Plus, I can just imagine what Nicole would say about me pen-paling with a convicted murderer. She just wouldn’t understand. No one would understand. I even say the words aloud to myself sometimes, only to find that it sounds different in the air, out my mouth, so far from my heart.
I unpin the price tag and slip the panties on. The seams cut into my cheeks and thighs, as do the accordion straps at my hips. I wonder if maybe Melanie might have had a pair just like them; if she was ever scared of Robby, or just drawn to his excitement. Or maybe it was a little of both.

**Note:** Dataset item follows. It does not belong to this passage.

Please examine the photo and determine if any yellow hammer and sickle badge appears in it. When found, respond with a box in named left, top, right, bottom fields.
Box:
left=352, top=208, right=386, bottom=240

I try to imagine what she was thinking that day, her fifteenth birthday, just after the family party, when he suggested they take a walk up that dirt path behind the school to talk. If she played the whole breakup speech over in her head before she actually said it.
If she even saw the rock coming.
Standing at the mirror, I try to concentrate on my face, on putting on my makeup. My lipstick—Fuzzy Peach #9. But there are other faces I can’t seem to blot out of my mind. Faces of the jury when the lawyers showed the rock, still stained with Melanie’s blood. When the pictures of her head were flipped in front of them. This one woman, sitting to the right. Her cheeks, bubbling up and then exploding into a thousand puffs, like she couldn’t breathe, like she was going to pass out.
There are hives dotted across my chest like navigational points. I need to breathe, to relax. Robby would never hurt me. He served his time. He paid for his mistakes. Plus, it was an accident. I’ve thought so all along. An accident. I remind myself of these things all the way down the stairs and into the kitchen for breakfast. Only, I can’t possibly eat.